After going through treatment for postpartum depression, Dara (Sarah Sutherland – from television’s Veep) returns home to reconnect with her daughter and husband. Only once she is there she realizes that Danny (Jared Abrahamson – appeared in episodes of Letterkenny and Fear the Walking Dead) has moved on and her young daughter does not even remember her. Danny is living with another woman (Dominique Provost-Chalkley – from televison’s Wynonna Earp) who is pregnant. Things are not going exactly as she planned and that puts her mental health back in jeopardy. Will her attempt to get the life she once knew back going exact too high a price?
Nothing in Jesse Noah Klein’s (We’re Still Together) is simple.

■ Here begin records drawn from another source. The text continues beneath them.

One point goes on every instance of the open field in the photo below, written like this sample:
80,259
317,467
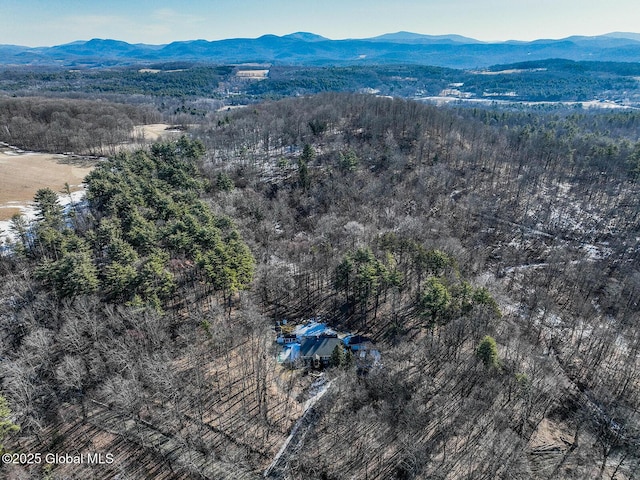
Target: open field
22,174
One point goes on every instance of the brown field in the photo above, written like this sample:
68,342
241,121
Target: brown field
22,174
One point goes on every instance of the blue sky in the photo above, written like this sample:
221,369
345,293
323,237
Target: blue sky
52,22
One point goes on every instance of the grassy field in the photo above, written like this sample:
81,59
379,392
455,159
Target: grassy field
22,174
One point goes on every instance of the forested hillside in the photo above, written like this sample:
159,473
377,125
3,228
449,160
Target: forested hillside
491,255
63,125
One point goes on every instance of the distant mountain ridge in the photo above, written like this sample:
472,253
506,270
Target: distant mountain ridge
304,48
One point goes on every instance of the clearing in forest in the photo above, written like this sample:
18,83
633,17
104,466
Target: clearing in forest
23,173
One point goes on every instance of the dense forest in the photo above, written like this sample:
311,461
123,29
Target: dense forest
63,125
492,255
173,85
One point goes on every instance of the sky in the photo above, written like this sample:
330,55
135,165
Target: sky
54,22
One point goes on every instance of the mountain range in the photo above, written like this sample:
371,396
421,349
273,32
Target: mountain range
303,48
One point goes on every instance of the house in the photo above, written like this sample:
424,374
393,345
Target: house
287,338
357,342
313,329
316,351
310,329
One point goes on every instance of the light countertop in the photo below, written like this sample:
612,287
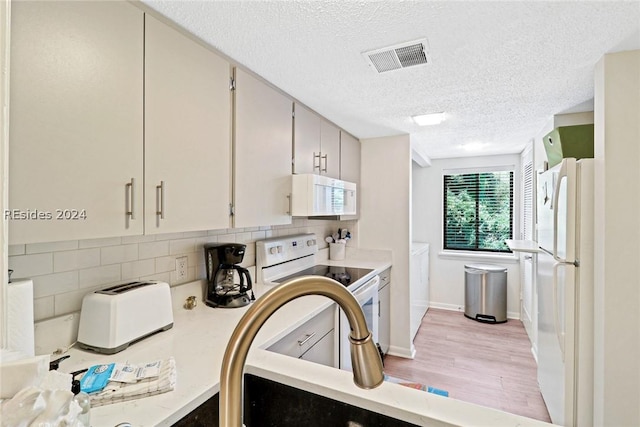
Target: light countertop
523,246
198,340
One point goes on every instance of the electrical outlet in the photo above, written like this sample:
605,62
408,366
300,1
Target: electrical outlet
181,268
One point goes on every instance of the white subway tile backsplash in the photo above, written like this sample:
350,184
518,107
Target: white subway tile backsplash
135,269
193,234
26,266
38,248
75,260
170,236
227,238
98,276
153,249
258,235
138,239
99,243
57,283
244,237
64,272
70,301
43,308
118,254
182,246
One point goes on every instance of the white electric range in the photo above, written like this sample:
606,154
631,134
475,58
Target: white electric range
280,259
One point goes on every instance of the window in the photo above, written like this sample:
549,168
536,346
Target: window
478,211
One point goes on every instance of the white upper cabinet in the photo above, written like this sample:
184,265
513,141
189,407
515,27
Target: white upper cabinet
330,149
262,158
306,140
316,144
187,133
349,158
76,120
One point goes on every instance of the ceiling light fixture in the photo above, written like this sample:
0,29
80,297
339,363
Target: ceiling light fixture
429,119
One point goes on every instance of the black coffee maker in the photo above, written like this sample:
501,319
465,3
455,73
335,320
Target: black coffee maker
222,261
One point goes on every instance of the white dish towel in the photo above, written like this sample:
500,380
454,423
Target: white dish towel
120,392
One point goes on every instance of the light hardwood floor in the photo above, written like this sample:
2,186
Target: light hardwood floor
485,364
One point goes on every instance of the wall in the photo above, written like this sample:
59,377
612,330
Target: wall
5,19
617,240
385,223
447,270
63,272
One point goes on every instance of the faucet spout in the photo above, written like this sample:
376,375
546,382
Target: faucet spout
366,363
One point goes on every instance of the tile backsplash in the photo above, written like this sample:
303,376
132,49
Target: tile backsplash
63,272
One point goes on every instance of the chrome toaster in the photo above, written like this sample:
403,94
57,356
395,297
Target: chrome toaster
117,316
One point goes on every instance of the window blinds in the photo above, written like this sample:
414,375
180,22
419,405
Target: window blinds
478,211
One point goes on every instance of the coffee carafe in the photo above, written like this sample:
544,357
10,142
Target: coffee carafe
222,261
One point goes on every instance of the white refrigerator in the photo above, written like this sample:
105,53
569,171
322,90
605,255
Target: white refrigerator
564,280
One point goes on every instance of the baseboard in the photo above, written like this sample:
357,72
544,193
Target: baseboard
460,308
402,351
443,306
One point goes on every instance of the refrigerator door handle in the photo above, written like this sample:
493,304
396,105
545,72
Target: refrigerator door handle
566,171
556,310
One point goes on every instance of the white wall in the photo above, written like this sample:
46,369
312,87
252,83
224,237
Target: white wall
447,271
617,241
385,223
5,12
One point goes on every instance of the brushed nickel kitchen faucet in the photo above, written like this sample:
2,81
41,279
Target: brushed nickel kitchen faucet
365,359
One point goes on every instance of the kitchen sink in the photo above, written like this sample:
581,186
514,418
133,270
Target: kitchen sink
273,404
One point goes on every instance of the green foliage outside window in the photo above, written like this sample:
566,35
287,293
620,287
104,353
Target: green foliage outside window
478,211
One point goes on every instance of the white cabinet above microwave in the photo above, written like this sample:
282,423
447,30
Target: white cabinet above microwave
316,195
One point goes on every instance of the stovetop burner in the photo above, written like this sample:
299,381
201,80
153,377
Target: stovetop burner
344,275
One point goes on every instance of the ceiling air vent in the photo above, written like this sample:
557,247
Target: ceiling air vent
399,56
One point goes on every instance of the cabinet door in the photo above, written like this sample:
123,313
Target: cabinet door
187,133
306,141
330,150
349,158
76,120
384,321
262,160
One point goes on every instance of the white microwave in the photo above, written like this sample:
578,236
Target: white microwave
317,195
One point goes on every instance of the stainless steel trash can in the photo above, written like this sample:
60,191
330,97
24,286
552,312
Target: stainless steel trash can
485,293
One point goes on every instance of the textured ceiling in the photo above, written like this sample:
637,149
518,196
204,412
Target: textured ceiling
500,70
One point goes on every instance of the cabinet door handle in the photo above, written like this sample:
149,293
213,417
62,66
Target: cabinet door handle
131,198
304,341
160,200
316,156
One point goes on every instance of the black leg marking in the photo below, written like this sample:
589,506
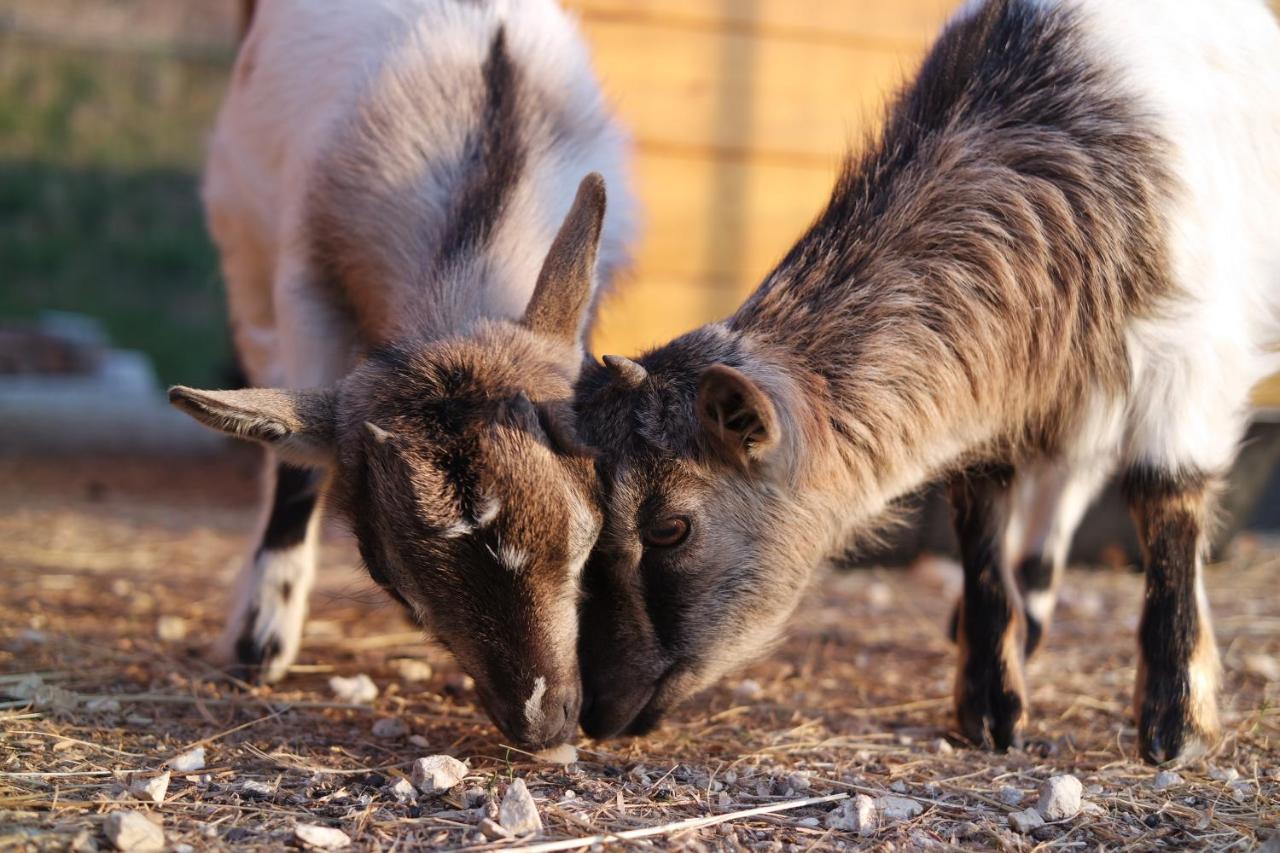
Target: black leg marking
990,703
292,503
1175,698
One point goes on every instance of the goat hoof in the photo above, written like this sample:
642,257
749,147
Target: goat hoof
991,717
1170,737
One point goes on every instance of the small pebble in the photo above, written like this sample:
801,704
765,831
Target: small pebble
1060,798
172,629
856,815
254,789
1264,666
359,689
897,808
133,831
190,761
323,838
103,705
438,774
389,728
566,753
151,789
1025,820
1224,774
517,813
412,669
402,790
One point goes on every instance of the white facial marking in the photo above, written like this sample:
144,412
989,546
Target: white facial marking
534,703
488,512
457,529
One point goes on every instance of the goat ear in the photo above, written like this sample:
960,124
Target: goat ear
737,416
297,424
565,283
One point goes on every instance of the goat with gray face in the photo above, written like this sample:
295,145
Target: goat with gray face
1042,272
393,261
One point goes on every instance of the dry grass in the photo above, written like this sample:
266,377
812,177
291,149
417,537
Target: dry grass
856,701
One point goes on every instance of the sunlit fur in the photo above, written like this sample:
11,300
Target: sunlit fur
1057,254
384,182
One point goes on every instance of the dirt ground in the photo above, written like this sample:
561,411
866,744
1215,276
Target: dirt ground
99,557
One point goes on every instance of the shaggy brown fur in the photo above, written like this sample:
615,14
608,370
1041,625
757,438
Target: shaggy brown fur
968,286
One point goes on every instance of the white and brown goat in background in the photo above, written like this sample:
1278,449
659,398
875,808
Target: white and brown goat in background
1057,261
384,185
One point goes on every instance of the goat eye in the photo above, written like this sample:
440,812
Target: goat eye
666,533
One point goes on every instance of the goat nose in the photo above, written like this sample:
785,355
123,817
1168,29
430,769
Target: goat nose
558,720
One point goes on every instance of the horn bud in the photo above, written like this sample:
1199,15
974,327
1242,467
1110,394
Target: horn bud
626,372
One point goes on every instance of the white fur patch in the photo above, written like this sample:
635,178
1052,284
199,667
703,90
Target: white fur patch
534,703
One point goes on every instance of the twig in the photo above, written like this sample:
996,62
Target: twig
679,826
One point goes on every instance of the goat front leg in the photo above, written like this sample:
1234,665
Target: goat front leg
1175,699
990,693
264,628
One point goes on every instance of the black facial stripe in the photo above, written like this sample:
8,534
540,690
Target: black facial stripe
292,503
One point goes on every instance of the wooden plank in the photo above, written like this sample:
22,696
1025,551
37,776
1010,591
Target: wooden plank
899,22
721,219
741,94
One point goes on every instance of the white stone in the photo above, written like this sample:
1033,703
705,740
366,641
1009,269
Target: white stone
1025,820
255,789
1060,798
412,669
856,815
133,831
359,689
172,629
190,761
437,774
402,790
1264,666
151,789
897,808
323,838
566,753
517,813
391,728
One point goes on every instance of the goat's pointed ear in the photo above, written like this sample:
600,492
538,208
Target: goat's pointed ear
565,283
739,420
298,424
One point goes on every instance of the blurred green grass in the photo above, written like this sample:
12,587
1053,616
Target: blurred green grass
100,155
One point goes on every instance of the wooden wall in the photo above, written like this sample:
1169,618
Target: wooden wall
740,112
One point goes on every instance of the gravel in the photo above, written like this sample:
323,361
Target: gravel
359,689
133,831
519,813
856,815
1060,798
435,775
190,761
323,838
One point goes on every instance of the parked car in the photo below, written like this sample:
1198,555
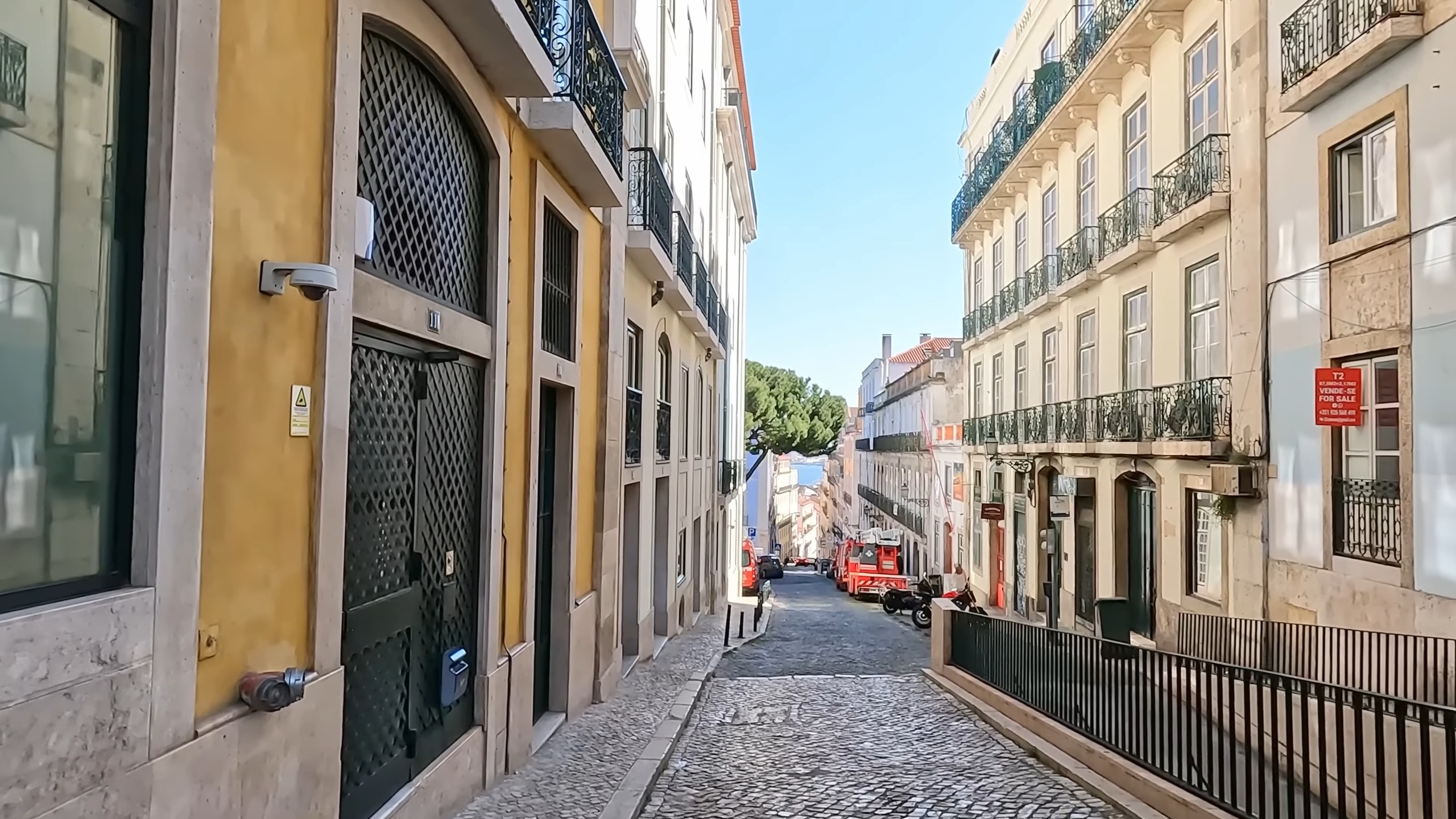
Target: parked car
769,568
750,570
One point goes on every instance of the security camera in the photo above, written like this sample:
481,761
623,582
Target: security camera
313,280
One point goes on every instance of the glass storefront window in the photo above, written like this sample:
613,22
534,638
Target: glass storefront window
61,276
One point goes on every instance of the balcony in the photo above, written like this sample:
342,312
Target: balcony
1190,420
1329,44
908,518
12,84
1126,231
650,214
514,44
580,126
664,432
1368,519
1193,190
632,436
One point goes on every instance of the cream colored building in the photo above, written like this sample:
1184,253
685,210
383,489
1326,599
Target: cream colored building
1360,231
1111,226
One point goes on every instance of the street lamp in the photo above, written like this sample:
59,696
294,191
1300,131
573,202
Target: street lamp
1017,464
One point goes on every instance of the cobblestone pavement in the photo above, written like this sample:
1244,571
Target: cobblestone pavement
871,747
576,773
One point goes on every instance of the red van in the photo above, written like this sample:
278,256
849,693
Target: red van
750,570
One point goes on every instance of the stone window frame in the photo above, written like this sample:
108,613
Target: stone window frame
1394,107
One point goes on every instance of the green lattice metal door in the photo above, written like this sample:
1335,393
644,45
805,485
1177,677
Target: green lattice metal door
412,534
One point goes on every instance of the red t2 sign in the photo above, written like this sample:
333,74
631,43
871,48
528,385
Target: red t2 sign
1337,397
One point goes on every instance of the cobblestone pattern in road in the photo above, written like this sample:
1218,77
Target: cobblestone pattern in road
823,747
576,773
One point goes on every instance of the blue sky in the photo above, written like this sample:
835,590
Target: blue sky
857,110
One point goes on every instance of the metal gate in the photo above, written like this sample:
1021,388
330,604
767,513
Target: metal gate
1142,503
412,532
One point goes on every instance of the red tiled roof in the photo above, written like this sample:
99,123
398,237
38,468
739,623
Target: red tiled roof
921,353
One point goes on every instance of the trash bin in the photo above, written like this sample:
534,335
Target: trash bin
1114,627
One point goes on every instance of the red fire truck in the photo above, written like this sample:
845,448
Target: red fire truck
875,564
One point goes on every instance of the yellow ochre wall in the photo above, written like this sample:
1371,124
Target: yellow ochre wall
273,102
520,461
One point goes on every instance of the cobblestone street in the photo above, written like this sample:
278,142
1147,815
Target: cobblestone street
828,717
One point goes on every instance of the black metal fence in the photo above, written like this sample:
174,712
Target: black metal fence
1320,30
650,197
1257,744
1408,667
1368,519
632,436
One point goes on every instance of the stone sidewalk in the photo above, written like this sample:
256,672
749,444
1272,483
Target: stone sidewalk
578,770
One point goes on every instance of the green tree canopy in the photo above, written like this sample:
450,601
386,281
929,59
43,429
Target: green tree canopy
787,413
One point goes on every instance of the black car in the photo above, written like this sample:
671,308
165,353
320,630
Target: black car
769,568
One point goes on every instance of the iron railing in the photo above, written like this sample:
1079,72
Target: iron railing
1320,30
1196,175
908,518
1126,222
1197,410
1252,742
664,431
650,197
1368,519
685,250
12,73
632,437
1034,105
1407,667
900,442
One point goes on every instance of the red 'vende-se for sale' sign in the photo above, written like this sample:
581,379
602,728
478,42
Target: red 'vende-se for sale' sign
1337,397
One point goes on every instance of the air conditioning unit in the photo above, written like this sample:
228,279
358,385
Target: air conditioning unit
1236,480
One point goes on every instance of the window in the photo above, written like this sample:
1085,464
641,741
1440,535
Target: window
1021,244
1135,139
1049,366
1203,89
68,282
1087,190
978,388
1205,321
1205,547
1365,181
996,267
1087,354
996,384
1049,222
1135,341
1020,377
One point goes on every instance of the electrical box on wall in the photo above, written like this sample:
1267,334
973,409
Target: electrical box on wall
1235,480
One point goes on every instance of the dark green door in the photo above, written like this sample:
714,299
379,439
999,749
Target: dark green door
545,547
1142,504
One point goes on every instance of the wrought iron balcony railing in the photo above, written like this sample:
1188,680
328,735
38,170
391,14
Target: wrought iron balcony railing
900,442
650,197
1320,30
1033,108
1368,519
1196,175
632,436
908,518
1197,410
685,250
1079,254
12,73
1126,222
664,431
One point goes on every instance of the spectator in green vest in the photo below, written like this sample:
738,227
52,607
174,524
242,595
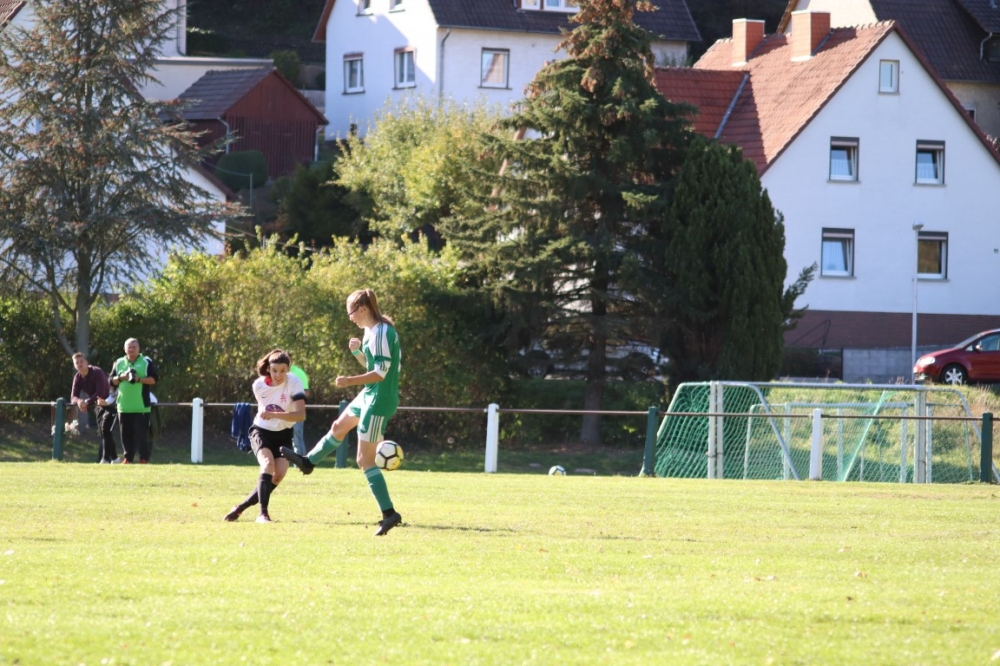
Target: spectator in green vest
298,431
133,375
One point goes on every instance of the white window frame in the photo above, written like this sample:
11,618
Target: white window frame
349,60
569,6
832,240
932,255
405,66
888,77
505,55
847,147
934,150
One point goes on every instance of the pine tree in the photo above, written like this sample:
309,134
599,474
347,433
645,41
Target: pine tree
588,155
723,270
90,173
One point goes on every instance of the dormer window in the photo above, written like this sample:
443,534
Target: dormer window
551,5
562,5
993,50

Just like life. It is hard and often messy. After a few years away, Dara cannot just step back into her family’s lives. No matter how much she wants to. Life does not tend to have a bow tied around it. It requires work and causes pain occasionally. That is what being a human is all about.
Realism is high on the list here. The dialogue isn’t polished or sounding like it was written by Walt Whitman. Hair not perfect and wardrobe not straight out of Vogue. This is a film about mental health and that in today’s world almost everyone we know is affected by it. It seems like it is not only the planet which is falling apart due to the ravages of modern life.
Anxiety rears its ugly head for Dara. She has been working towards one goal for two years – reuniting with her family – and that is not working out. Her illusion of being “better” begins to crumble around her. She is a parent, but is she truly ready to take on the hardest of jobs?
Some of the problem here is that she hasn’t accepted the fact that she has to move on from her past. It is the only way Dara is going to survive intact. Working her way through that guilt is not going to be easy. Actress Sutherland does a great job portraying the woman going through this. The pain is all over her face and even in the way she moves her body. Depicting how what is actually going on is far from the thin “I am together” veneer which Dara has covered her true self with.